POLICY ABOUT-FACE: Taft backs treating, not jailing, drug users PDF Print E-mail

Alan Johnson, THE COLUMBUS DISPATCH (Tuesday, May 16, 2006) -- Four years after raising $1 million to defeat a constitutional amendment proposing treatment instead of jail for some drug offenders, Gov. Bob Taft unveiled a pilot project yesterday that would do much the same thing in Franklin and five other counties.

The idea Taft once called "seductive, deceptive and dangerous" was hailed by him yesterday as a program to "help individuals to assume a productive role in society rather than a long-term member of Ohio's prison system."

There are key differences, mainly in scope, between Issue 1 - trounced by a ratio of 2-to-1 by Ohio voters in 2002 - and Taft's program.

While Issue 1 applied to most low-level, nonviolent drug offenders, Taft's one-year pilot program is modestly funded at $2.5 million and is limited to juveniles or adults who have children and earn no more than twice the federal poverty level.
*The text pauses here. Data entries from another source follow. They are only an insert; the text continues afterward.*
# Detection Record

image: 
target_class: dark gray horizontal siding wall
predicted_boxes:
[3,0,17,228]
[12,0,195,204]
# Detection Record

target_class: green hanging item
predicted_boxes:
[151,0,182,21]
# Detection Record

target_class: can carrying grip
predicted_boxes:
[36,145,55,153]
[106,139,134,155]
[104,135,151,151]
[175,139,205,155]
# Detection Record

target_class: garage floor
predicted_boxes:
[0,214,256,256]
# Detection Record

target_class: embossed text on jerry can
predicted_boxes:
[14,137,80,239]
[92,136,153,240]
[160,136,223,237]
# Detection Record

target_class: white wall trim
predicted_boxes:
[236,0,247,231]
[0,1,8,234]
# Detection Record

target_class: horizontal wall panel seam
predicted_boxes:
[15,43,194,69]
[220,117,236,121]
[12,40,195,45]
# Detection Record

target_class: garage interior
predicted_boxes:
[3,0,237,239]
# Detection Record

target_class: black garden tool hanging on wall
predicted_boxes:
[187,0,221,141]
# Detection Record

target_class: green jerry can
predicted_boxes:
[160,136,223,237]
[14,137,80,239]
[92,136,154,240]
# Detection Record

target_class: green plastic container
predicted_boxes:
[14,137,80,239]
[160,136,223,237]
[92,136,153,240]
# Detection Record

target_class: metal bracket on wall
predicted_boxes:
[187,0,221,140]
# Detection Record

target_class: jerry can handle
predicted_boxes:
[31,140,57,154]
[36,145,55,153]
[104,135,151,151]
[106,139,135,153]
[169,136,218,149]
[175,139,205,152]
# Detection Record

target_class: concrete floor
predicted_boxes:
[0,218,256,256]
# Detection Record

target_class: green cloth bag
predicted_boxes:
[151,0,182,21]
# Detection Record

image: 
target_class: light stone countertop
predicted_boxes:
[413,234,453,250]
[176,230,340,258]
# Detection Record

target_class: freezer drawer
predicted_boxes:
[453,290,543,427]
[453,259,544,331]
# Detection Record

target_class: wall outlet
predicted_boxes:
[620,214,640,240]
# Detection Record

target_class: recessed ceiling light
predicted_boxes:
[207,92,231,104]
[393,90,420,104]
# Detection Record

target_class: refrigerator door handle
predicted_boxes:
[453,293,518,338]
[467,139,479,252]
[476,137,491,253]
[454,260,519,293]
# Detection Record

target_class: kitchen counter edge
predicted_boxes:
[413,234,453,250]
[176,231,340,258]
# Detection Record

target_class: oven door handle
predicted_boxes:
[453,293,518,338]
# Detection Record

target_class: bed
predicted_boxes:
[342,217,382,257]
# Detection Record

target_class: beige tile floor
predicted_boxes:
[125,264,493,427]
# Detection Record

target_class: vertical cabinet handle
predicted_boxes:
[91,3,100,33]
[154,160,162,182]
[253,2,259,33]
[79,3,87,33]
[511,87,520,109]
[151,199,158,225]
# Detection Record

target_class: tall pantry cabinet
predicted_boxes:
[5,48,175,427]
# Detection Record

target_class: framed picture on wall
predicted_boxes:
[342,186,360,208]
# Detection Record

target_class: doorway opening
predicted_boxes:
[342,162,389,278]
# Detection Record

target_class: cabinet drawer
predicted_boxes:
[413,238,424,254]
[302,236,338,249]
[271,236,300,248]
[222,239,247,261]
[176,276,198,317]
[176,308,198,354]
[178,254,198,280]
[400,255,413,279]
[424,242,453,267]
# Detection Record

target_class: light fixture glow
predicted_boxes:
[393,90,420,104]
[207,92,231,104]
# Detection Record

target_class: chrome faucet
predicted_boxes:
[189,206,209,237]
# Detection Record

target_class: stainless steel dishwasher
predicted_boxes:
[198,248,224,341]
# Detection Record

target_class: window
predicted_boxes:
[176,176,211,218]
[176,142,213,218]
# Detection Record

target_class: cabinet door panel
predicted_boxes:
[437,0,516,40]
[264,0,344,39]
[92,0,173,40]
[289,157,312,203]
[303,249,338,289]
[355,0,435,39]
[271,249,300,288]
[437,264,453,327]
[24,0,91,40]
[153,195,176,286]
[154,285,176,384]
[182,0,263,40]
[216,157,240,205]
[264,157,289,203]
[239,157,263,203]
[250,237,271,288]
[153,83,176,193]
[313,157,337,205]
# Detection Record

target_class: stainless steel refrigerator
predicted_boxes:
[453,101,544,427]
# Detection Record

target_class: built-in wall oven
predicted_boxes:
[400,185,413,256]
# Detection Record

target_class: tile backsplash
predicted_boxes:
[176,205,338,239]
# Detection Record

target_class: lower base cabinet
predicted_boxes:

However, that restriction is linked to recipients of federal welfare money, Temporary Assistance for Needy Families.

Still, the programs' similarities struck Ed Orlett, the Ohio representative for the Drug Policy Alliance, the group that backed the 2002 amendment. "In spite of the mean-spirited opposition he offered to our statewide drug-treatment issue in 2002, we believe in redemption for anyone, including Gov. Taft," Orlett said.

Orlett said the pilot program is "a very small step in the right direction," but is "sadly lacking" because it will not apply to the majority of drug offenders: adults with no children.

In 2000, California passed a program of treatment instead of imprisonment similar to the one Ohioans defeated. Since then, it has diverted 140,000 people to treatment and saved California taxpayers nearly $1 billion, Orlett said.

Taft spokesman Mark Rickel said that "Issue 1 was flawed and full of loopholes. The devil was in the details."

The governor and his wife, Hope, campaigned vigorously against the issue, in part, Rickel said, because it would have undermined the state's network of 65 drug courts and might have allowed some offenders to escape jail who should have been imprisoned.

In addition to Franklin County, the program would be tried in Allen, Hamilton, Mahoning, Richland and Washington counties.

It first must be approved by the state Controlling Board. The money is to come from the Ohio Department of Job and Family Services, with treatment offered by the Ohio Department of Alcohol and Drug Addiction Services.

Individual counties will decide which offenders qualify for the pilot program. Those who complete treatment might be rewarded by having their criminal record cleared or their records sealed.

The defeat in Ohio in 2002 was a turning point in a highpowered, high-cost campaign driven by three businessmen - George Soros, an international philanthropist; Peter B. Lewis, head of Progressive Insurance of Mayfield Heights; and John Sperling, founder of the University of Phoenix.

Before the loss in Ohio, the campaign was able to get amendments passed in 17 of 19 other states.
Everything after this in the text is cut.